Yes, you can have protein shakes on keto, but choose low-carb protein powders and avoid added sugars to maintain ketosis.
Protein shakes can be part of a keto diet if you choose the right ingredients. The key is selecting low-carb protein powders and mixing them with keto-friendly liquids. This guide explains how to enjoy protein shakes without breaking ketosis.
Are Protein Shakes Keto-Friendly?
Many protein powders work well with keto. Whey protein isolate is a top choice because it’s high in protein and low in carbs. For example, some brands offer 80g of protein and just 4g net carbs per 100g serving.
When shopping for keto protein powder:
- Look for less than 10g carbs per serving
- Choose unsweetened varieties
- Avoid added sugars and maltodextrin
- Check for third-party testing certifications
Best Protein Sources for Keto
Protein Type | Carbs per Serving | Keto-Friendly? |
---|---|---|
Whey Isolate | 1-4g | Yes |
Casein | 3-6g | Yes |
Collagen | 0g | Yes |
Plant Blends | 5-10g | Sometimes |
How to Make Keto Protein Shakes
The liquid you use matters just as much as the protein powder. Regular milk contains too many carbs for keto. Instead, try these alternatives:
- Unsweetened almond milk (1g net carbs per cup)

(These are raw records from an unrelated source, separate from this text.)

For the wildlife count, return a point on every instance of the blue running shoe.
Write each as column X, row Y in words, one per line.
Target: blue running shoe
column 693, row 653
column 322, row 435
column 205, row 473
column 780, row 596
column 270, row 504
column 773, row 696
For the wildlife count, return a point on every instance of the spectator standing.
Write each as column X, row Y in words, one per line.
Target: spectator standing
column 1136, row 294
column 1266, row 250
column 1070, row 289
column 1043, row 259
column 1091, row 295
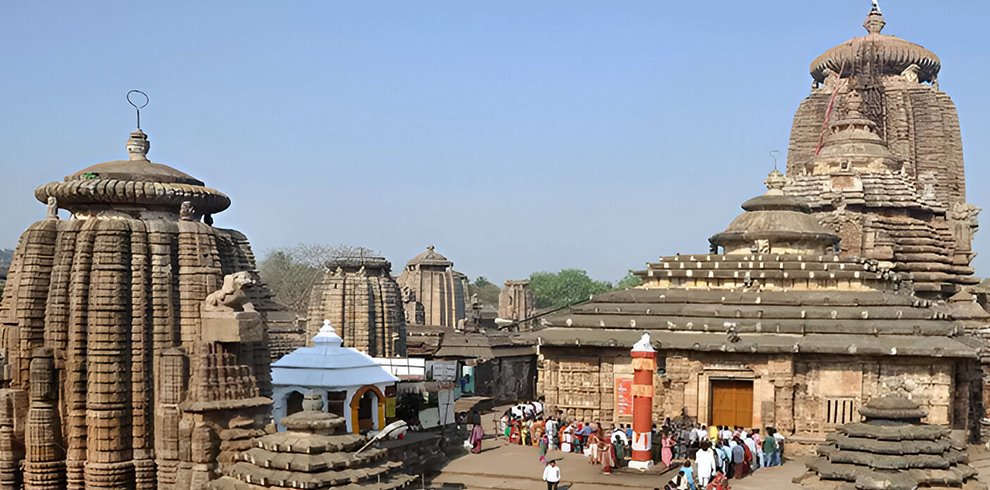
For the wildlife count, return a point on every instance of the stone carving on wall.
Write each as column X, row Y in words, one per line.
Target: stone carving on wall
column 231, row 297
column 52, row 207
column 187, row 212
column 910, row 74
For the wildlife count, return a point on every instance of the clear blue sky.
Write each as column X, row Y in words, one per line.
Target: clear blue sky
column 514, row 136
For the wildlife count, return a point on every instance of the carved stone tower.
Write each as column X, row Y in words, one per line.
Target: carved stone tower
column 877, row 152
column 432, row 291
column 359, row 295
column 120, row 368
column 516, row 301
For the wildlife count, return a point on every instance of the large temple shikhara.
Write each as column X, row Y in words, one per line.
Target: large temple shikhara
column 826, row 291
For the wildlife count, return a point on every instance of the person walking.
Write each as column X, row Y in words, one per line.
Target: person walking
column 738, row 459
column 770, row 454
column 705, row 459
column 752, row 451
column 760, row 457
column 667, row 450
column 477, row 434
column 551, row 475
column 544, row 445
column 687, row 476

- Coconut milk (2g net carbs per cup)
- Flax milk (1g net carbs per cup)
- Water with heavy cream (0g carbs)
For thicker shakes, add full-fat Greek yogurt or avocado. A quality blender can help create the perfect texture.
Keto-Friendly Add-Ins
Boost nutrition without adding carbs:
- 1 tbsp chia seeds (1g net carbs)
- 1/4 cup raspberries (1.5g net carbs)
- 1 tbsp almond butter (2g net carbs)
- 1 tsp cinnamon (1g net carbs)
- 1 scoop MCT oil powder (0g carbs)
Protein Intake on Keto
Protein needs vary based on activity level. The National Institutes of Health recommends:
- Sedentary: 0.8g per kg body weight
- Active: 1.2-1.7g per kg body weight
- Athletes: Up to 2.0g per kg body weight
Too much protein can potentially affect ketosis. Spread intake throughout the day rather than consuming large amounts at once.

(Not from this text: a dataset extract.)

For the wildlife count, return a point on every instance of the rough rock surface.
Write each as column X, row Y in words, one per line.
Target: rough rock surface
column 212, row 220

When to Drink Protein Shakes
Best times for keto protein shakes:
- Post-workout for muscle recovery
- As a meal replacement when short on time
- Before bed with casein for overnight protein synthesis
Top Keto Protein Powder Picks
These tested options fit keto macros:
- Isopure Zero Carb: 25g protein, 0g carbs per scoop
- KetoLogic KetoMeal: 15g protein, 3g net carbs
- Perfect Keto Collagen: 10g protein, 0g carbs
- Orgain Keto Protein: 10g protein, 1g net carb
For mixing on the go, consider a portable blender that can handle thick keto shakes.
Collagen and Keto
Collagen protein offers unique benefits:
- Supports joint health
- Promotes skin elasticity
- Aids gut health
- Contains glycine for sleep support
According to a 2019 study, collagen supplementation improved body composition in active adults when combined with resistance training.

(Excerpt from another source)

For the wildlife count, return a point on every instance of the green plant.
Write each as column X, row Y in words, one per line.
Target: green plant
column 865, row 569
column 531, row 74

Common Keto Shake Mistakes
Avoid these pitfalls:
- Using high-carb fruits like bananas
- Adding honey or maple syrup
- Choosing protein powders with fillers
- Not tracking other meals’ macros
- Over-relying on shakes instead of whole foods
Measure all ingredients and track in a keto app to stay within daily carb limits. Even small amounts of hidden carbs can add up quickly.